I'm thinking about a lot of things this holiday season. Wondering how is it that I have more than enough, but still struggle for contentment. Thinking about how the fast pace and busyness of the holidays can swallow you up if you let it. And how even the good stuff---stuff like sipping warm drinks and reading to the kids and making things and baking cookies and planning activities with friends and family---how that can end up just more stuff on the big to-do list. I feel almost numb to the endless classic holiday hits on the radio. And no matter what I do there is yet another gift I've forgotten or something left to wrap or another detail missed.
And then the prospect of yet another holiday season passing without my parents is rough too. I pull out the ornaments my mother gave me, I hear certain songs, I make my mother's cheese ball, I have a Buckeye and think of Dad. I think of how small the kids were the last time they spent Christmas at Pa-Pa's, and sigh at how Nathan never even met Ma-Ma at all. (And I marvel at how he sees her photos and thinks he remembers her!) I fight the urge to feel jealous of those who have their parents and loved ones. I feel a chill come over me, a disconnect. I force myself to make it nice for the kids, but then I quietly sob at sappy Christmas songs and movies, and generally feel sorry for myself.
Then I saw this woman who nearly made me cry---she was standing in Meijer, gazing, deciding between two pairs of holiday socks. I thought of my mom, who never failed to put a pair of festive socks into the stockings for me and my sister. I suddenly saw it, in the midst of our misguided hustle-bustle: love. Love. Love is all around us. The lady with the socks and the nervous young guy at the perfume counter and the packs of BFFs in their jammies, sipping peppermint mochas on Black Friday and the single mom making her last payment on the layaway---all of us---all just doing our best to think of some tangible, imperfect way to show our love to our fellow people. I consider how my mom worked so hard to get us the perfect gifts, and how my dad struggled to get her the perfect gift too. I consider our Heavenly Father, or as my kindergartener calls Him, "Our Big Friend Up There," figuring out the perfect gift for His children. A son, a child, to come live with us; to teach us how to love each other.
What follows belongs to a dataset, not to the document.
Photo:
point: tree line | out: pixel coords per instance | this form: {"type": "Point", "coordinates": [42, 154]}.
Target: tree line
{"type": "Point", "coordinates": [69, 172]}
So I'm done with this year's round of feeling guilty about buying too much or not doing enough. I've cried my allotment of tears for my parents, well, at least for now. Today I'm sipping ginger tea and watching the candles burn in the early solstice sunset and enjoying our tree. The boys are alternately annoying me and enchanting me with their play. Ken is due home early for work, and we'll have a simple meal. Today I just feel glad.